Por motivos sutiles Estelares es, a esta altura, una banda única. Su postura es engañosa. Por un lado, no se corre un milímetro de lo que se entiende como «rock nacional» –cancionero, beatle, en la fatigada línea que une a Andrés Calamaro con Pity Álvarez, esa fórmula de secuencia de acordes imbatibles que se consolidó en ciertas radios post boom Tango feroz–, pero por otro ofrece detalles estéticos y conceptuales delicados, conmovedores, que la elevan de la media. Su tratamiento letrístico desnuda una poética generacional. Urbanos, hasta tangueros, quedan ubicados en un punto equidistante entre el estribillo eficaz, sensible, y ciertas maneras arties: el improbable cruce entre Leonardo Favio y John Lennon.
Moretti escribe desde su edad. A los 56 años no esconde cicatrices, fobias, separaciones, hijos, películas, muertes, mudanzas. Todo lo vuelca en canciones. Humus biográfico que se puede advertir en el minucioso libro de Andrea Álvarez Mujica, Estelares. Detrás de las canciones, que acaba de salir. Las letras son la borra de café de un personaje que combinó en dosis parejas universidad, calle, drogas y rock and roll. Ya lo dijo Moretti: «La música me salvó». Ya lo escribió: «Le di mi vida a las canciones, y no me arrepiento».
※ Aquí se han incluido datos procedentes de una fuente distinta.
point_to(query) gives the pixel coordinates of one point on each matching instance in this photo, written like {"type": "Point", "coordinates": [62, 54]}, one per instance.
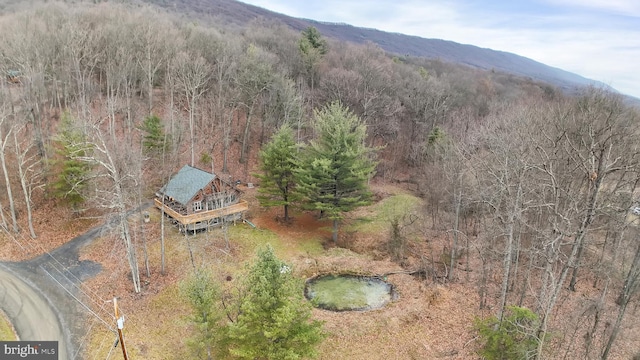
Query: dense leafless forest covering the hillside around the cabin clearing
{"type": "Point", "coordinates": [532, 187]}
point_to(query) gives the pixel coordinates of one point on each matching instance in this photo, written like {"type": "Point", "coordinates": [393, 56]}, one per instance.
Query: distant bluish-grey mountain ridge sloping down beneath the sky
{"type": "Point", "coordinates": [238, 13]}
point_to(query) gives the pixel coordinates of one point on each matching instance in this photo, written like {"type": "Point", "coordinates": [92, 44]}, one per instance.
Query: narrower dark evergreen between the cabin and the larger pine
{"type": "Point", "coordinates": [277, 163]}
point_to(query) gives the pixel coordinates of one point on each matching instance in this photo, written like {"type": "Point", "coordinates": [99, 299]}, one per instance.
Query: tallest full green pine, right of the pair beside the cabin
{"type": "Point", "coordinates": [335, 168]}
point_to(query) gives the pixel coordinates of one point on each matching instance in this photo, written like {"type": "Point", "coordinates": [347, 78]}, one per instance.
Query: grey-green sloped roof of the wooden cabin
{"type": "Point", "coordinates": [186, 184]}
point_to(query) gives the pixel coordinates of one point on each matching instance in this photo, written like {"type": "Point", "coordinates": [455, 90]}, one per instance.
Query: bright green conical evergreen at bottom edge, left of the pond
{"type": "Point", "coordinates": [274, 319]}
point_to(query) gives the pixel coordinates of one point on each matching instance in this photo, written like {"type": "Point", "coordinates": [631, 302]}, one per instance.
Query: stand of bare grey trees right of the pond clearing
{"type": "Point", "coordinates": [541, 195]}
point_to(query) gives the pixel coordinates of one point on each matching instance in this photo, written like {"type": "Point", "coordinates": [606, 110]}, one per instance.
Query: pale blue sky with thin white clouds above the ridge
{"type": "Point", "coordinates": [598, 39]}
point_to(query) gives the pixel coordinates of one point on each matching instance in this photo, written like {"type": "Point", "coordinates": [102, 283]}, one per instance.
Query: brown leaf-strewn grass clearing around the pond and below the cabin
{"type": "Point", "coordinates": [425, 322]}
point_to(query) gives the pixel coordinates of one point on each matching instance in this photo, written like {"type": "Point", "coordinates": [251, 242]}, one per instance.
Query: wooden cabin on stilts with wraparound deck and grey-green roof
{"type": "Point", "coordinates": [195, 199]}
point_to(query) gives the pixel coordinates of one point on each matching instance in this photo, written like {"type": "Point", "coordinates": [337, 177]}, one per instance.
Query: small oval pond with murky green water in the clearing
{"type": "Point", "coordinates": [348, 292]}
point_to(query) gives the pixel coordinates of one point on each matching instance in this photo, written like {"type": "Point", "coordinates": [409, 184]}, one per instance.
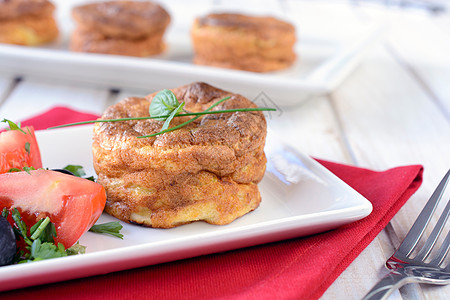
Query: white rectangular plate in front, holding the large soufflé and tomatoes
{"type": "Point", "coordinates": [299, 197]}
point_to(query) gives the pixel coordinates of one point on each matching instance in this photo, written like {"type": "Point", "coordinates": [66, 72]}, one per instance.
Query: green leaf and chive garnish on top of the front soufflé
{"type": "Point", "coordinates": [164, 107]}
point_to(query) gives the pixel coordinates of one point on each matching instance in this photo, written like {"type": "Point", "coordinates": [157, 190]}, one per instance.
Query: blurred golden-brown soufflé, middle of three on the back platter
{"type": "Point", "coordinates": [120, 27]}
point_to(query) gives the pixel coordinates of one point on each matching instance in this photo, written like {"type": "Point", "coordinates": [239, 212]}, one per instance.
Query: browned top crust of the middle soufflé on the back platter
{"type": "Point", "coordinates": [122, 19]}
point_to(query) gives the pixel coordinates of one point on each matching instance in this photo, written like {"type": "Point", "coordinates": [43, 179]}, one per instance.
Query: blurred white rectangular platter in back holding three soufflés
{"type": "Point", "coordinates": [328, 48]}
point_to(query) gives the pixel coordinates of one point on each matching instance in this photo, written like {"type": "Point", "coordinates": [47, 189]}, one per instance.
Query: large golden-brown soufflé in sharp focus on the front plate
{"type": "Point", "coordinates": [207, 170]}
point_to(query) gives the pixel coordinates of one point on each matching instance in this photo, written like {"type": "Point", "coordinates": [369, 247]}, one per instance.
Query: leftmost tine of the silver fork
{"type": "Point", "coordinates": [416, 231]}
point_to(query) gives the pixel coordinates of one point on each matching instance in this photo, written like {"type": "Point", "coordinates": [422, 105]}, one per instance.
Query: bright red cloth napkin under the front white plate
{"type": "Point", "coordinates": [300, 268]}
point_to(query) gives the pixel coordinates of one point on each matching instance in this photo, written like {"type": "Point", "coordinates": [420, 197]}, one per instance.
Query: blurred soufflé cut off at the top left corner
{"type": "Point", "coordinates": [27, 22]}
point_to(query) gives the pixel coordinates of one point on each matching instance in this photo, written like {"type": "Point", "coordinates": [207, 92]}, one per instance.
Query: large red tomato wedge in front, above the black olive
{"type": "Point", "coordinates": [73, 204]}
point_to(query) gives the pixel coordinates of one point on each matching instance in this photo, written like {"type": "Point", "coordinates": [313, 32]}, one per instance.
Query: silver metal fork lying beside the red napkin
{"type": "Point", "coordinates": [406, 267]}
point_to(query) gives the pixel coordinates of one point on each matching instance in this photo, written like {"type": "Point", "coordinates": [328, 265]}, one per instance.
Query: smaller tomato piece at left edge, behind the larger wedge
{"type": "Point", "coordinates": [19, 149]}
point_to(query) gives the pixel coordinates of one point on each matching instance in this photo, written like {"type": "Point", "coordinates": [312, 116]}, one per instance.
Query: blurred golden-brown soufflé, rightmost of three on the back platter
{"type": "Point", "coordinates": [237, 41]}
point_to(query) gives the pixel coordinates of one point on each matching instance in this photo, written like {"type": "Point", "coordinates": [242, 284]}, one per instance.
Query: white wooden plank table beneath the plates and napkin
{"type": "Point", "coordinates": [392, 110]}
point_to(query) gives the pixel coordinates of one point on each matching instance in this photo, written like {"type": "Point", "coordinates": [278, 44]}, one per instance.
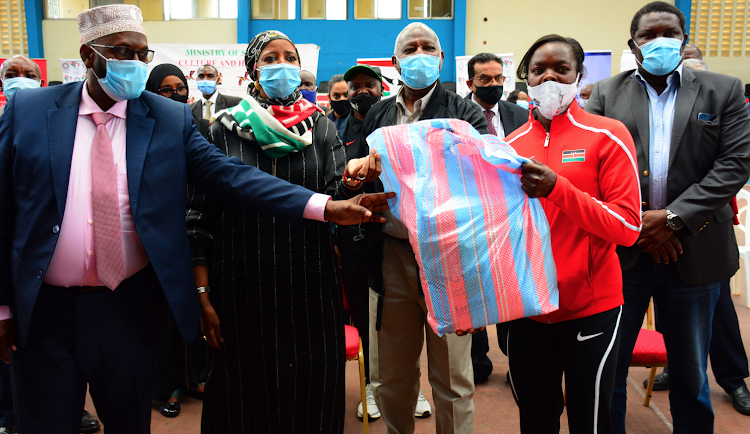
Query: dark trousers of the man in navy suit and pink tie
{"type": "Point", "coordinates": [106, 339]}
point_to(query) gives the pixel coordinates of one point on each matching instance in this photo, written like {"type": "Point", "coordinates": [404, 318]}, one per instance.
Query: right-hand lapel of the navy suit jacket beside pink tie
{"type": "Point", "coordinates": [137, 139]}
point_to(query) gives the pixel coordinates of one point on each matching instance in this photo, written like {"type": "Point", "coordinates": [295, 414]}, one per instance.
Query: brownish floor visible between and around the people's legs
{"type": "Point", "coordinates": [496, 411]}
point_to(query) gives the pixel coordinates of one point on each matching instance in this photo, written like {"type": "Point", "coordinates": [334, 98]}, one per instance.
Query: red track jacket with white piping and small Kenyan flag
{"type": "Point", "coordinates": [594, 205]}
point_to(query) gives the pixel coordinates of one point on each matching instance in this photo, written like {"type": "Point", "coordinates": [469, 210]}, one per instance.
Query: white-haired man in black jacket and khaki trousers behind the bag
{"type": "Point", "coordinates": [398, 314]}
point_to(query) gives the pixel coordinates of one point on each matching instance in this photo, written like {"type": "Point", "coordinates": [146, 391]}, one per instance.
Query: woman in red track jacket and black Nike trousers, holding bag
{"type": "Point", "coordinates": [585, 173]}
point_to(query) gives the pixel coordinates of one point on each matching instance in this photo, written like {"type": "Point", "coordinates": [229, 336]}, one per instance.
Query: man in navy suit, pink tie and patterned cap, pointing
{"type": "Point", "coordinates": [79, 306]}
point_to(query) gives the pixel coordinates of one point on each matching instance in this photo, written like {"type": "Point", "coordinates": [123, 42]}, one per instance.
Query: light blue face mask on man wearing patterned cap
{"type": "Point", "coordinates": [125, 79]}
Dos grandes temas destacan en Un mar de soles rojos: «Miedo» y «Habrá que aprender a amar». La primera tiene una densidad deudora del trip hop y en su claustrofobia se revela como una tremenda canción pandémica. ¿Qué es el miedo? ¿Qué hacer con esa sensación?, es la cuestión. «A veces el miedo es solo/ siempre el miedo es sordo/ A veces el miedo come de mí», se escucha. «Habrá que aprender a amar» también parecería referir a la peste: es una balada feroz en la huella de «Ella dijo»: «No voy a poder más, estoy tan obtuso/ Está todo tan raro, todo tan difuso/ Noticias que asustan, que zumban oídos/ Nos quieren matar/ Se cierran las almas, se callan los ríos/ Las cosas que suenan son todas horribles/ Son cosas ajenas, son casi invisibles/ Son cosas perdidas, son casi imposibles».
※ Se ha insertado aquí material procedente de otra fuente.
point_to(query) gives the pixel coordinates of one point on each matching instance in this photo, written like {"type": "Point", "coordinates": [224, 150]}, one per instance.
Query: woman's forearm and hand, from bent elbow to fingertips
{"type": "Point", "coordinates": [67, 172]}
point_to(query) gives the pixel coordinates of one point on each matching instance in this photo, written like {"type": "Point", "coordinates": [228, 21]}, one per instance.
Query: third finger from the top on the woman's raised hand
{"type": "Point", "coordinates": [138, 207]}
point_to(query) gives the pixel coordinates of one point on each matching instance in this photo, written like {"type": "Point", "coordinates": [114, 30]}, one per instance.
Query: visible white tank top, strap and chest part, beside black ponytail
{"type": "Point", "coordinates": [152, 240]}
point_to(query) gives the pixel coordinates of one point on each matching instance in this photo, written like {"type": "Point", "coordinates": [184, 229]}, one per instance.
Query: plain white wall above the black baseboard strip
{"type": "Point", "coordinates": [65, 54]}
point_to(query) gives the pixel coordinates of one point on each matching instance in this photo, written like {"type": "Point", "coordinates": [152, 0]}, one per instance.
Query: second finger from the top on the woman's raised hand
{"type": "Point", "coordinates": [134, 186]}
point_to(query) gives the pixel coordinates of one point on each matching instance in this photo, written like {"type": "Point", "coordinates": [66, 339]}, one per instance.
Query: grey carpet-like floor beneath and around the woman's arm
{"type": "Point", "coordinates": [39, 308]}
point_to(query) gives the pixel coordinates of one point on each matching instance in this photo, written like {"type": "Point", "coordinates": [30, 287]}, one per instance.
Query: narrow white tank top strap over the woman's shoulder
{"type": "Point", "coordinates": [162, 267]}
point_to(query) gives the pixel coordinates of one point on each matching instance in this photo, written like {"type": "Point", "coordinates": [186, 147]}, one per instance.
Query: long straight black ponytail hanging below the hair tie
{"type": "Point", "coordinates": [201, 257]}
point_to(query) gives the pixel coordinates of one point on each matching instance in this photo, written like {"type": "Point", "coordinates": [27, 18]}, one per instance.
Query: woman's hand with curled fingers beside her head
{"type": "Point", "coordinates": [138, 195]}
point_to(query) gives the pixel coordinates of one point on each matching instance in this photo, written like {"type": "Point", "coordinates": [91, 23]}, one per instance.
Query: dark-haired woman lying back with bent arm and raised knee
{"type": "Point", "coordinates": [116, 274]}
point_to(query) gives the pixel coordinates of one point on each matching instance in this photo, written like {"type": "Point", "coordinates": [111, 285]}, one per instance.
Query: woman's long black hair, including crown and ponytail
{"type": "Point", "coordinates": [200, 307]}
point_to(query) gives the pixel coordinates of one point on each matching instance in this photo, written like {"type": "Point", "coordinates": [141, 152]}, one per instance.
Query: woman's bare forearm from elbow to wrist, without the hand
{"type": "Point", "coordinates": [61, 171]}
La contracara es «Padre», un pop luminoso que retrata un momento de dicha: «Estás mirando el fuego con ansias infinitas/ Estás pensando en una pizca de eternidad/ El verso más preciado, la más bella melodía/ Este sueño intacto, este día tras día». Con el aporte clave de la guitarra de Víctor Bertamoni y el bajo de Pali Silvera, y la producción de Germán Wiedemer, la salud de la banda es total. Hacía tres años que no editaban nada nuevo. Volvieron por lo suyo. Ocupan un sitio clásico, respiran melancolía, tratan –como ellos mismos señalan– de domar «las inseguridades y los deseos urgentes».
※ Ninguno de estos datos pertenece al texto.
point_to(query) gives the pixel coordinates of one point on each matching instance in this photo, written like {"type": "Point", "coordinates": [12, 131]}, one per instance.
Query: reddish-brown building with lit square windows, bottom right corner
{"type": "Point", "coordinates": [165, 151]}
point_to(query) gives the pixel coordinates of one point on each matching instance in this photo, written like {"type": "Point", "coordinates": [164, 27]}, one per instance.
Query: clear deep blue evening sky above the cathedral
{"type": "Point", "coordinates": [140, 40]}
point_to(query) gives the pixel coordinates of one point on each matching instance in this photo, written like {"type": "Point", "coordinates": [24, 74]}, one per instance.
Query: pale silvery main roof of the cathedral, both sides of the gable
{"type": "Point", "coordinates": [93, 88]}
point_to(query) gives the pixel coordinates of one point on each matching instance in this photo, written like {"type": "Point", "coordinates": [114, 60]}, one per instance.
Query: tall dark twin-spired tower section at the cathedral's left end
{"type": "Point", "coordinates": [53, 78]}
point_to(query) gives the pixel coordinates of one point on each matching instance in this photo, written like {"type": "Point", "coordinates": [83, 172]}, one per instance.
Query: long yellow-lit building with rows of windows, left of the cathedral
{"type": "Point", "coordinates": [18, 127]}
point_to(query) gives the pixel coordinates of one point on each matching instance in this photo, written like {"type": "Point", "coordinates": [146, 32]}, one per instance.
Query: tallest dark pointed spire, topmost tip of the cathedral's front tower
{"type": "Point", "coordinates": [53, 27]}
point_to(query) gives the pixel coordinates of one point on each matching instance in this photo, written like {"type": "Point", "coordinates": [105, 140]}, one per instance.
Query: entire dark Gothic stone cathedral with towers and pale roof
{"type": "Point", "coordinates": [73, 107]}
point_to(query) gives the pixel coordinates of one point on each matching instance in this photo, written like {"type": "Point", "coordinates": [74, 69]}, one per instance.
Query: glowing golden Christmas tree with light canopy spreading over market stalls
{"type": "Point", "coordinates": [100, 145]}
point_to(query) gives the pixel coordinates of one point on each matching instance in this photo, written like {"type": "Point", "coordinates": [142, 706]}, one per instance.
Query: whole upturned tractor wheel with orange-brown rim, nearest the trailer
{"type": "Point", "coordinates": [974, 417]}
El disco cierra con otra gran canción, «La melodía más triste del mundo»: «No se puede ver la niebla/ Nos ciega el color la guerra/ No hubo mejor tiempo que aquel fulgor/ Tratábamos de mejorarnos/ Y el mundo se quebró/ Astillas y un sopor». Esa es la entrega de Estelares: hermosas canciones para atemperar dolores de un mundo quebrado.